Brisbane spent a lot of my adolescence in pretty intense droughts, so that feeling meant a break, it meant relief, even if only for a day or two.

 

It's a feeling that I found The Rabbits in, both literally and figuratively, as Brisbane’s relentless summers are the stage for this family story, but it’s also that sense of the emotional drought that happens with a fractured family in the long tail of grief. The past, and all the feelings held within that past, can’t be held off forever. The storm’ll hit, and despite yourself, you’ll feel it coming.

 

Q: In a review in The Guardian, Giselle Au-Nhien Nguyen wrote that “what makes the novel surprising, and different, is the magical realism that unexpectedly appears in this otherwise ordinary setting a third of the way in – and largely drives the narrative from that point forward. The result is a whirring, breathless tangle of reality and unreality, forcing the reader to question the truth, then question it again.” What do you think of that description?

 

A: It's a really lovely one! I adore magical realism. Isabel Allende, Kelly Link, and Ruth Ozeki are three of my favourite authors, and I love the way that they interweave moments of magic to reveal and conceal in equal measure. It’s what I hoped to try and emulate with The Rabbits.

 

Genre writing can sometimes get a bit of a bad rap, which is always a shame to me. I think there’s a real thrill to writing that utilises fantasy or science fiction or crime or romance to explore themes in different ways, and a deliberate and purposeful ambiguity is something that appeals to me a lot as a reader and was fun to experiment with as a writer. The fact that it’s resonated with people feels like its own sort of magic.

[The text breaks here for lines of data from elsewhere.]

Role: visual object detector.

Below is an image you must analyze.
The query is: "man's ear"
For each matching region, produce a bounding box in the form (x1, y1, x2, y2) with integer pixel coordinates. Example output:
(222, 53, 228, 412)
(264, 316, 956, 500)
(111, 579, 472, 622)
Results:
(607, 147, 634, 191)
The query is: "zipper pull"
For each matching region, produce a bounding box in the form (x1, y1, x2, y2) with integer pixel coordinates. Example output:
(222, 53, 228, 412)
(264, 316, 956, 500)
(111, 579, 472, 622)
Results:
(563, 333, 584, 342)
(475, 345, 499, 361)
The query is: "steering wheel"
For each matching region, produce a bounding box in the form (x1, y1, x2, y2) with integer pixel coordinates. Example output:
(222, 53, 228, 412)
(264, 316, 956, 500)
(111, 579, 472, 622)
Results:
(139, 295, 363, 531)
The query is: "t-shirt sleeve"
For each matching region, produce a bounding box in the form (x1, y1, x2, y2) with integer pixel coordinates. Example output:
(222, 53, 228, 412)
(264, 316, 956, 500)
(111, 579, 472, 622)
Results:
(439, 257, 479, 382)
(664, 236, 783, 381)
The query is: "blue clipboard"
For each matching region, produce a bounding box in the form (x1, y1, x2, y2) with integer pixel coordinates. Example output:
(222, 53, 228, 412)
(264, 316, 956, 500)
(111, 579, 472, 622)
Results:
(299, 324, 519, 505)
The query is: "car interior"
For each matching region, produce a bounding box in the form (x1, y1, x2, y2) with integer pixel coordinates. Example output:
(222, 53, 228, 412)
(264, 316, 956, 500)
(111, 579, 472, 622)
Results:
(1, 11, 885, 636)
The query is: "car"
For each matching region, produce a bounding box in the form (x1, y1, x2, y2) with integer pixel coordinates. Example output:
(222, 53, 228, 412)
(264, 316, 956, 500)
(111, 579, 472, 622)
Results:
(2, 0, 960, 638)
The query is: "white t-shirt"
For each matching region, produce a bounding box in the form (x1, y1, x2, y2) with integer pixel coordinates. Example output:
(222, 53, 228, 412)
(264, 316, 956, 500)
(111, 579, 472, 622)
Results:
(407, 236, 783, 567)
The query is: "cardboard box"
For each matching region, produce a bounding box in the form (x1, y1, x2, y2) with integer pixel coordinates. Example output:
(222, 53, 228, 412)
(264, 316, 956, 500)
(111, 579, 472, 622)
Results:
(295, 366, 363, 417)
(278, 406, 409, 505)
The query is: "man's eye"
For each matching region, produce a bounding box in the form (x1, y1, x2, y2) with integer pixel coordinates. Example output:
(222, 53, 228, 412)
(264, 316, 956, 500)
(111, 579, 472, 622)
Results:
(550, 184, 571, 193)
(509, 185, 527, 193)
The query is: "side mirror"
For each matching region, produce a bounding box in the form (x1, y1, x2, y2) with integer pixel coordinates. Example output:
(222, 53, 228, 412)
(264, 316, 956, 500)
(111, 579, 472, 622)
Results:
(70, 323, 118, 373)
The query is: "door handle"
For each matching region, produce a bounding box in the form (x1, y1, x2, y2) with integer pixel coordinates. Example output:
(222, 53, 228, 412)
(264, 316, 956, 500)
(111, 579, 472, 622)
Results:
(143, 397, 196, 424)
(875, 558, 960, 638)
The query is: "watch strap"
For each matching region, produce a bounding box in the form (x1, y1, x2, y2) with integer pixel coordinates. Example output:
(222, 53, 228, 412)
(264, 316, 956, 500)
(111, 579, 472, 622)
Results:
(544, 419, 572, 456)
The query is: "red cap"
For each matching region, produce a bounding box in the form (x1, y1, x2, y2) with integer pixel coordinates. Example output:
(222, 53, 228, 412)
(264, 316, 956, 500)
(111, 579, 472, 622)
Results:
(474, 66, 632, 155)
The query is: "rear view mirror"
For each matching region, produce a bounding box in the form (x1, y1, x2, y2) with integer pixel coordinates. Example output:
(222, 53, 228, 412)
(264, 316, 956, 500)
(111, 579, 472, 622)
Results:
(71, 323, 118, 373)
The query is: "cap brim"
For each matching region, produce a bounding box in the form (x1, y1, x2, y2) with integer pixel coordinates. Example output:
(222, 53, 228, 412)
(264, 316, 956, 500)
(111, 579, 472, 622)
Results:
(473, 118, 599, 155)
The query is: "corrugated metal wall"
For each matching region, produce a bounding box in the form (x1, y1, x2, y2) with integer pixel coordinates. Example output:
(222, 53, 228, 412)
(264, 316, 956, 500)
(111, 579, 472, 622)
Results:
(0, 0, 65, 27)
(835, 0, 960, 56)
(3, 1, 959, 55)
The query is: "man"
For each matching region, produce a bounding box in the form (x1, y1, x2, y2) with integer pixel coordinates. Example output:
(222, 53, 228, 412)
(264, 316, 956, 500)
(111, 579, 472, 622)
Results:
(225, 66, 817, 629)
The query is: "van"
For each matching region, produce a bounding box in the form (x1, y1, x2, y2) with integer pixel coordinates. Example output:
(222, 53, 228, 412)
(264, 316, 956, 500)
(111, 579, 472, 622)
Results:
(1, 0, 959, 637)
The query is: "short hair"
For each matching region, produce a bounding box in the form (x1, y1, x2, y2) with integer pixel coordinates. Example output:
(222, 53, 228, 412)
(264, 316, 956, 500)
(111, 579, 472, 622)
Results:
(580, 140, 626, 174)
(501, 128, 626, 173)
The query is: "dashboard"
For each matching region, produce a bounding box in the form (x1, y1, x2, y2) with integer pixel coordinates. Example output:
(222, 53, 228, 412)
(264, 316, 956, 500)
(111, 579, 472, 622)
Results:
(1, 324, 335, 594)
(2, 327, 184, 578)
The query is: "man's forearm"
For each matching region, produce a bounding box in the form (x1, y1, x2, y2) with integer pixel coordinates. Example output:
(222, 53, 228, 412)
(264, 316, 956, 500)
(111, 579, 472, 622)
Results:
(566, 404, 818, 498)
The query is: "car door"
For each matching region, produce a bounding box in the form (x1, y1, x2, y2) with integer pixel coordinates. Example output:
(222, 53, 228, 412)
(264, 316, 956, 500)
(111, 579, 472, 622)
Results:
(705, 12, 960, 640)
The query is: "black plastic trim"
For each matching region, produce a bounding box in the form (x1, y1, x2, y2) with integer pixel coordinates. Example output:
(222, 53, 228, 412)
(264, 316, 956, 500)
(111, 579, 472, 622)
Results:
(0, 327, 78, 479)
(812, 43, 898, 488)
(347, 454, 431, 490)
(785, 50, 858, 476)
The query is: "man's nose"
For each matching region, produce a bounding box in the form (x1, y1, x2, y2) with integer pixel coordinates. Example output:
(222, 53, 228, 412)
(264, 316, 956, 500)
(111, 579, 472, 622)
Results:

Q: Did you know how the novel would end before you started writing it, or did you make many changes along the way?

 

A: Yeah, the ending was pretty set in my head, but I did make a few changes in terms of how I got there. I’m something between a plotter and a pantser. I do outline fairly extensively before I write, but I’m also really willing to let the story and the characters lead me too.

 

Some of my favourite scenes I’ve ever written have been ones I haven’t planned for at all, and so being open to pivoting from the plot (while also giving myself space after to work out what that means for the story) has been an important part of my creative process for a while, and was definitely something utilised with The Rabbits.

 

Q: What do you hope readers take away from the story?

 

A: I don’t know if there’s anything I hope they take away, actually. One of the things I love about reading is that I can give a book to a friend and when we talk about it, we’ll have taken completely different things away from it.

 

If anything, I do hope that readers might feel a part of this family, for better and for worse, and feel the loneliness and exhaustion and hope at the heart of each of them. Most of all though, I hope they might feel that very human need to be understood and seen by those closest to you, even when those relationships are tangled.

 

Q: What are you working on now?

 

A: Currently I’m elbow deep in writing an historical fiction novel which is set during Harry Houdini’s 1910 tour of Australia’s vaudeville circuit.

 

In a lot of ways, it feels like the polar opposite of The Rabbits, which is letting me cut my teeth on a whole new genre and set of themes, but in others, it sort of feels like it’s in conversation with it. After all, if The Rabbits is about finding magic where you least expect it, this new project is all about finding none where you’d expect to find it the most.

 

Q: Anything else we should know?

 

A: I hope you enjoy this story of magic and Brisbane and family secrets as much as I enjoyed writing it!